嘘恋
涙は強さに
目を開けると眩しい太陽が
辺りを照らしていた。
…ー朝が 来た。
「あれ…?」
隣にいるはずの成瀬がいない。
…どこ?
ベットから降りてキョロキョロと辺りを見まわした。
もしかして…もう行っちゃった?
うそ、うそだ。
まさか。だってそんなはず…
「ばぁ!」
驚く間も無く
ふいに後ろから抱きしめられた。
「おはよ。びっくりした?」
「………」
「誰のことさがしてたのかなー」
イタズラに聞いてくる無邪気な声が愛おしくて。
あたしを包むその腕を握りしめた。
「香奈?」
「……」
何かに気づいたのかあたしの耳に近づいてきた成瀬の唇は、そっと、優しく囁いた。
「まだそばに居るから。

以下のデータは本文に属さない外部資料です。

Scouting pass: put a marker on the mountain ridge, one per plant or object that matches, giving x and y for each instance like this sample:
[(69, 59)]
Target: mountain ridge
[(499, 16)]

そんな顔すんな」
「…うん」
こんな些細なことで泣きたくなるのは。
今ある確かなもの。
暖かいこの温もりが無くなってしまうことが怖い。
このまま時が、止まってしまえばいいのに。
誰もいないこの場所で
二人静かに幸せに。
だけど
現実はそう甘くない。
荷物をまとめようと
部屋に戻る時に、視界に入った指輪。
「これ…」
見覚えのあるこの指輪。
これはあたしと成瀬が付き合っていた時に成瀬があたしにくれたモノだ。
そして、あの海で捨てたモノ。
初めて成瀬がくれた二人お揃いの指輪。
あのあと、拾ってくれたんだね。
脳裏に一生懸命指輪を探す彼が浮かんで、涙腺を緩める。
…ーごめんね。
成瀬がつけていた方の指輪も並べて置いてあるってことは、もうつける必要がないからだろうか。
そっと手を伸ばして指にはめてみた。
瞬間、昔の思い出が
頭の中で再生されて。
誕生日に初めて抱かれて愛を確かめ合った。
映画を見て、海で遊んだね。
あのあと海風で髪の毛がパキパキになって大変だったっけ。
『結婚しよう』
まだ高校生で、後先考えずに
ただ純粋に受け取った成瀬の言葉を
バカみたいに信じて、はやく結婚したいと妄想していた17歳の夏。
笑いあって、幸せをかみしめて
…ー幸せだったね。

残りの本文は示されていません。